Democrats don’t want to admit the ACA has problems and can be improved. Republicans don’t want to admit the law has improved overall health care by providing more people with health coverage.

Republicans also might resist working to improve the law, hoping instead to make political hay by targeting ACA’s flaws and rising costs faced by many individual Americans and employers that provide health benefits.

President Obama and other ACA defenders say health care costs have risen more slowly than in years before the law’s enactment. But health care officials are warning that big price hikes are coming, and coming soon.

Already New Mexico’s Blue Cross-Blue Shield has proposed a 50-percent price increase. In Maryland and Tennessee, the “Blues” are pressing for increases of 30 percent or more. In Oregon, where the ACA program is described as a success, premiumns are expected to rise by 25 percent.

There are many reasons for rising costs. In the early years of ACA, federal subsidies were offered to insurance companies because they did not know who would sign up for ObamaCare and how much their health care would cost. It also appears that not many young, healthy people signed up for Obama-Care. The idea was that young and healthy people would be compelled to sign up because of penalties levied through the IRS. Their premiums would pay for or subsidize health care for older, sicker Americans. But the penalties for not signing up are quite low. One report estimated penalties, which are scheduled to increase in later years, now amount to just one month’s premium for even the lowest cost ACA plan. So, with such low penalties, young people are staying out of the program and the risk pool.

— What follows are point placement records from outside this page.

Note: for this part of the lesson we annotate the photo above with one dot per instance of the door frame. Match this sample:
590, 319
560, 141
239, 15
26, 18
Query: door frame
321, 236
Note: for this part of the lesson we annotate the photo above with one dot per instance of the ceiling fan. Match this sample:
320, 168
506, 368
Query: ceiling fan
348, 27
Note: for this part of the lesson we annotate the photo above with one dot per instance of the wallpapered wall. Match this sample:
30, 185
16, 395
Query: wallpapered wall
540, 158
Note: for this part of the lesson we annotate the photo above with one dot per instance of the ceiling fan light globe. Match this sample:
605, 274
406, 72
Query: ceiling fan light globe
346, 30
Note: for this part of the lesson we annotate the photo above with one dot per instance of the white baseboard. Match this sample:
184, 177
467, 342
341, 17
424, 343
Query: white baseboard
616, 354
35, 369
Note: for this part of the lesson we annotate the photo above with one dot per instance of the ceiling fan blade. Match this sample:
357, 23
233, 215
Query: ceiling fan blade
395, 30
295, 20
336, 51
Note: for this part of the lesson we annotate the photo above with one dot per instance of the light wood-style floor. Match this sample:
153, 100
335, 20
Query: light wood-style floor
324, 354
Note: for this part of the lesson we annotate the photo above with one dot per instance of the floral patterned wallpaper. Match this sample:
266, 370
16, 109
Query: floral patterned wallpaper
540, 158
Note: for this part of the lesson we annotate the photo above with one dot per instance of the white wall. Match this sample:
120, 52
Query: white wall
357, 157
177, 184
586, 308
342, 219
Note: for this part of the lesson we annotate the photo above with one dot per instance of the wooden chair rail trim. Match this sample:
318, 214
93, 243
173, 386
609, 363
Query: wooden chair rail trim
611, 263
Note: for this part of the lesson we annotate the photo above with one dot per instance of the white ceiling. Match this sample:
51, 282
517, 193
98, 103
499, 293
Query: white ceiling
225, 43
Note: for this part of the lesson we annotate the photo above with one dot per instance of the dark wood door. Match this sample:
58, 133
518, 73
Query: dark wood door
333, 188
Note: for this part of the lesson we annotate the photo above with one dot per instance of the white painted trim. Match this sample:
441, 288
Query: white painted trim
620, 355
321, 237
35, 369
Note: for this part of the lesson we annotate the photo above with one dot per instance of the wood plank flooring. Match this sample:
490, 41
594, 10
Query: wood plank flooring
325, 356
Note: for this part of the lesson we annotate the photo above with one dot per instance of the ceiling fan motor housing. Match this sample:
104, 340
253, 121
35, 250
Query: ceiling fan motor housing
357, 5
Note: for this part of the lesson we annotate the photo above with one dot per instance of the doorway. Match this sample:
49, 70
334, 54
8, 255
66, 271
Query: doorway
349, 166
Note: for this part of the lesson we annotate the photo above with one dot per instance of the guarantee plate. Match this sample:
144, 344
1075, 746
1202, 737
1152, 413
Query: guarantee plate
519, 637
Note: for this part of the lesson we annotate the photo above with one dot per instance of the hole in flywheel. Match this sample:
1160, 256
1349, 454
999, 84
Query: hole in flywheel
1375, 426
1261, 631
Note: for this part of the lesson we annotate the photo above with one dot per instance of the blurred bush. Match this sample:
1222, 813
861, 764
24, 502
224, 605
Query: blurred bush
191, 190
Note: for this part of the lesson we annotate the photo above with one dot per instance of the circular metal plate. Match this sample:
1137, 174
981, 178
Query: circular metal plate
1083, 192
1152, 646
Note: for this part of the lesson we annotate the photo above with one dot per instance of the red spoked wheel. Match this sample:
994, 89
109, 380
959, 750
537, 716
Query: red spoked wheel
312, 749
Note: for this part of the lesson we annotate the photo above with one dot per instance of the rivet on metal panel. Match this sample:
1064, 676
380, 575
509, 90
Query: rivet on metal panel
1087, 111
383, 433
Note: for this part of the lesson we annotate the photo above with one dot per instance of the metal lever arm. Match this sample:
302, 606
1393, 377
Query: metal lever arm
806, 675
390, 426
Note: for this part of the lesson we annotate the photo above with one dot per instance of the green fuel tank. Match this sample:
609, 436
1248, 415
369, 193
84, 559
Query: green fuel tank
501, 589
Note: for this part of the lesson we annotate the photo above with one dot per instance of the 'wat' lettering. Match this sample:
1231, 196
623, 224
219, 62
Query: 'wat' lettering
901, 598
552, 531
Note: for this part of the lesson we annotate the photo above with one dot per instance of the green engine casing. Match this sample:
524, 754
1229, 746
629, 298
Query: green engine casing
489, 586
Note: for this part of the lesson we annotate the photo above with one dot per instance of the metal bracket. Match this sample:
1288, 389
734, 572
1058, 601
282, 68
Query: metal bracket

Another driver of costs comes from drug companies. To gain their support and get Obama- Care passed, the government did not press pharmaceutical companies to reduce prices. It remains a fact that Americans spend far more for the same drugs as patients in other countries pay. In addition, drug companies are developing targeted drug therapies for rare diseases that can cost $50,000 to $100,000 a year. They make lots of profit on these drugs and insurance polices are compelled to pay the prices, without the benefit of a competitive market to drive prices down.

There are many problems with the ACA, with rising costs being the most obvious. Throughout the health care debate that led to ObamaCare there was not enough focus, in Congress or across the country, about the fact that Americans pay about twice as much for health care, on a per person basis, as people in other advanced nations.

Congress and the White House were then, and remain today, too beholden to Big Health Care, meaning drug companies, health insurers, hospital and doctor associations. They needed those groups to accept ACA, so they agreed not to apply pressure to prices so that Americans would no longer pay twice as much for health care as citizens in other advanced countries.

This week’s court ruling should clear the way for discussions about how to improve ObamaCare — and most importantly about how to drive down costs. President Obama often talked about “bending the curve” of health care costs. But the ACA has failed to deliver on that promise. Now that the last court challenge has been rejected, Obama and Congress should focus on reducing costs.

But given the realities of politics and Washington power structures, that is unlikely to happen.